At PERC he had the characteristic papillary changes of MSK. The papillae in the upper pole of the left kidney contained many cavernous spaces filled with stones.

At the left of the panel to the left of this text a stone peers out from inside a dilated duct, and a larger one, in the middle of the panel, reaches out of its duct, one side of it a jagged glittering blue white.

The tissue itself is diaphanous and layered, seen well in the partition between the stones in the left and middle ducts in the image. Beneath the surface lies a maze of dilated ducts filled with stones; the openings to two of them are at about noon and 1 pm in the picture.


Imagine a family come to farm the land above the hollow shafts and tunnels of an unsuspected cave. As with time minerals in the sluggish waters consolidate into crystals and the crystals into myriad strange shapes unseen, tubule fluid in these dilated ducts – we believe –  fills with innumerable stones that appear enormous in the magnifying lens but are to the eye unaided tiny.

Seen in another papillum, at right, is the opening of such a duct and to its immediate left, facing toward the leftmost light colored stone in the tunnel – as though it were a mirror, a bulge below the shiny covering of the papilla marks another tunnel not yet opened and filled with stones.

We have shown MSK in another article, and detailed there the laciness and tunneling, and even in a movie the unroofing of some tunnels so one can peer down into them from above. Likewise we have already spoken about how ductal dilation comes about in the development of the kidney which goes awry.

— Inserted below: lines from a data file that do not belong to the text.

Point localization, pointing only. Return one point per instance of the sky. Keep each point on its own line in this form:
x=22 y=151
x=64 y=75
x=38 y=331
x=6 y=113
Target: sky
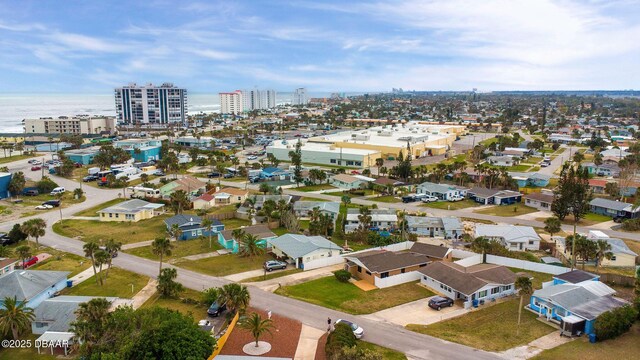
x=210 y=46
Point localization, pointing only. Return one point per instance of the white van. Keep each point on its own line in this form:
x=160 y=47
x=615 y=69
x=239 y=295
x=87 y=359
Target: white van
x=58 y=190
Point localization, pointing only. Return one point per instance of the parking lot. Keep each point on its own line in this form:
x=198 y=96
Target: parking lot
x=417 y=312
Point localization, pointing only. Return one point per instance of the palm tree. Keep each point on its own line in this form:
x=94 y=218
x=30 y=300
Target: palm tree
x=111 y=247
x=525 y=288
x=603 y=251
x=90 y=249
x=160 y=247
x=256 y=325
x=235 y=296
x=24 y=253
x=249 y=246
x=15 y=317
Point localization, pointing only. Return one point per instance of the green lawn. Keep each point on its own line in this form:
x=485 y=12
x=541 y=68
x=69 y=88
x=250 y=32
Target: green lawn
x=197 y=310
x=180 y=248
x=94 y=210
x=331 y=293
x=224 y=264
x=124 y=232
x=492 y=328
x=508 y=210
x=118 y=284
x=626 y=346
x=387 y=354
x=61 y=261
x=316 y=187
x=234 y=223
x=451 y=205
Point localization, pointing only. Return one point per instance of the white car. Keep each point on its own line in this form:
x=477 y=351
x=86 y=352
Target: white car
x=358 y=332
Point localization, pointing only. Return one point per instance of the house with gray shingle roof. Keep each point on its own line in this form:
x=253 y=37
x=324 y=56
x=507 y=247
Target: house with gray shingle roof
x=31 y=286
x=306 y=252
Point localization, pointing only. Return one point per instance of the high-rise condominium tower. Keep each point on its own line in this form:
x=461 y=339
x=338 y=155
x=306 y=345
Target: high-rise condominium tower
x=152 y=105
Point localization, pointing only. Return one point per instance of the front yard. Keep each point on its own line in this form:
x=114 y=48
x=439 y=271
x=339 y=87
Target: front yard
x=124 y=232
x=223 y=265
x=331 y=293
x=491 y=328
x=118 y=284
x=626 y=346
x=508 y=210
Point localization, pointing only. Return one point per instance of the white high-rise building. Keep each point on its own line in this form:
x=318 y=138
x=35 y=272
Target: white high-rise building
x=300 y=97
x=149 y=104
x=231 y=102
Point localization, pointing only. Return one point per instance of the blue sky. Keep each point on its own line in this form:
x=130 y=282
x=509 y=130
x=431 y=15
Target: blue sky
x=209 y=46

A biopsy from the papillum stained with Yasue stain shows no crystals. The linings of the large collecting ducts – enormously larger than normal – are not in a single layer of cells but three layers or more. These are two of the three diagnostic traits of MSK. The third diagnostic trait is the very cellular interstitium – this is easy to see at nine o’clock where the cells become lacy looking because they have the traits of embryonic cells with many extensions off the cell bodies.

Some idea of the tremendous enlargement of papillary collecting ducts can be obtained by looking at the four or five smaller round ducts down toward 6 o’clock and ringed about the upper surface of one of the huge ducts. These are also papillary collecting ducts and even though they are much smaller than the huge ones they are still somewhat larger than normal. Even these are lined by multiple layers of cells – this is hard to see at the magnification of the slide.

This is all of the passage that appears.